The decision will eliminate 1,400 jobs companywide. The Modesto Bee is cutting 15 jobs, or 4 percent of its work force; The Sacramento Bee is cutting 86 jobs, or 8 percent of its staff; and The Fresno Bee, 44 people, or 7 percent of its staff.
Monday's announcement comes just two months after 11 Modesto Bee employees accepted voluntary buyouts.
"We've been very effective at managing our costs through attrition, filling critical positions as needed," said Margaret Randazzo, president and publisher of The Modesto Bee.
Asked about additional cuts, Randazzo said this downsizing is meant to minimize the need for future reductions in The Bee's work force.
"We cannot provide absolute promises, but that's our intent," she said.
Randazzo added that The Bee will continue to look for operating efficiencies with its sister McClatchy papers in California.
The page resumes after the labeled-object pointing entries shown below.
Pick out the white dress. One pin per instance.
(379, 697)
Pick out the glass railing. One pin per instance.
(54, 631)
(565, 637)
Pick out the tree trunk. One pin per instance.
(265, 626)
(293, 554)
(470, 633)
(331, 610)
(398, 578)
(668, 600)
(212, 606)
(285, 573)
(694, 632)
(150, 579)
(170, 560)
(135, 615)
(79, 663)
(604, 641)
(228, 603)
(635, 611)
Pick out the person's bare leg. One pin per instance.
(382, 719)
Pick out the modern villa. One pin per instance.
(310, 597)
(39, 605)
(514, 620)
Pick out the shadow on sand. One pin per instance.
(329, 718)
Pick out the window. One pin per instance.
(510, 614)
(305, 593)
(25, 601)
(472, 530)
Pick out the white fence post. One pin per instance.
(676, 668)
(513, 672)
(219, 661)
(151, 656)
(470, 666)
The 15 employees being laid off work in The Bee's advertising, circulation and operations divisions. They will leave at the end of the week, with severance packages and health benefits based on tenure with The Bee.
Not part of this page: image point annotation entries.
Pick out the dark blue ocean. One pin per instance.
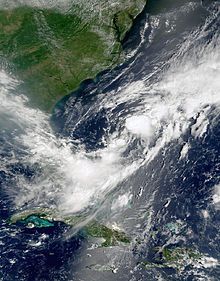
(136, 148)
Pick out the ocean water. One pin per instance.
(137, 148)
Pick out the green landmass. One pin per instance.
(44, 217)
(176, 257)
(51, 52)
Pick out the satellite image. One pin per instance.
(110, 140)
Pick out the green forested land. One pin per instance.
(51, 52)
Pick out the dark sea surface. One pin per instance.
(137, 148)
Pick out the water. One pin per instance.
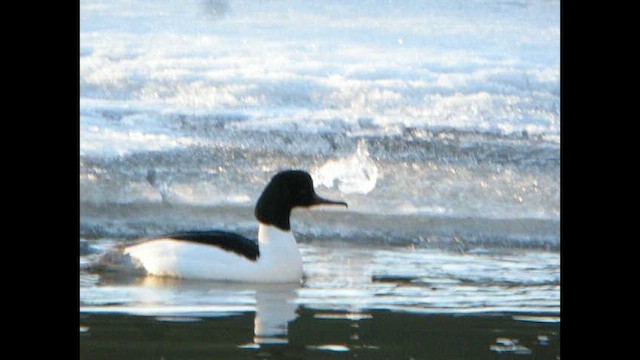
(437, 121)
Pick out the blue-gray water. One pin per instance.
(437, 121)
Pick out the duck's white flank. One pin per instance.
(279, 259)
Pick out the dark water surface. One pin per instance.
(320, 335)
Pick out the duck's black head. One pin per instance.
(286, 190)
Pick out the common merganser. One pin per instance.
(221, 255)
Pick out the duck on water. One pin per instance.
(221, 255)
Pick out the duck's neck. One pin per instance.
(270, 235)
(279, 254)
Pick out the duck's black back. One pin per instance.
(225, 240)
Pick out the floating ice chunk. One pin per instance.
(356, 174)
(505, 345)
No newsroom employees were laid off.
"Our mission of public service journalism is unchanged. That's the center of everything we do," Randazzo said. "Our audience continues to grow. We reach 74 percent of this market in any given week through our online and print products."
McClatchy has prided itself on avoiding across-the-board layoffs even as it has used buyouts and attrition to cut its work force by 13 percent since April 2006.
But with the company struggling and its stock price down about 80 percent in two years, McClatchy said it had to act more decisively to reduce costs as it transitions to a company more fully focused on the Internet. In a separate announcement, McClatchy said its May revenue fell 15.1 percent; ad sales fell 16.6 percent.
"The effects of the current national economic downturn -- particularly in real estate, auto and employment advertising -- make it essential that we move faster now to realign our work force and make our operations more efficient," Chairman and Chief Executive Officer Gary Pruitt said in a prepared statement.
The job cuts are designed to save about $70 million a year as part of a larger plan to reduce total costs by $95 million to $100 million a year.
McClatchy is the third-largest newspaper chain in the country. Besides the three Bees, the company's 30 daily newspapers include the Merced Sun-Star, San Luis Obispo Tribune, Miami Herald, Kansas City Star, Fort Worth Star-Telegram and Charlotte Observer.
The economic downturn has been another big blow to publishers, particularly McClatchy. The company gets a third of its revenue from California and Florida, two of the states hardest hit by the crash in the housing market.
Despite falling profits, McClatchy has been moving to reduce quickly the heavy debt load generated by its 2006 purchase of Knight Ridder. The company paid about $4 billion, plus $2 billion in debt assumption, for the rival chain. Currently, McClatchy owes nearly $2.4 billion but expects to reduce that to $2 billion by year's end, putting extra pressure on the company to cut costs.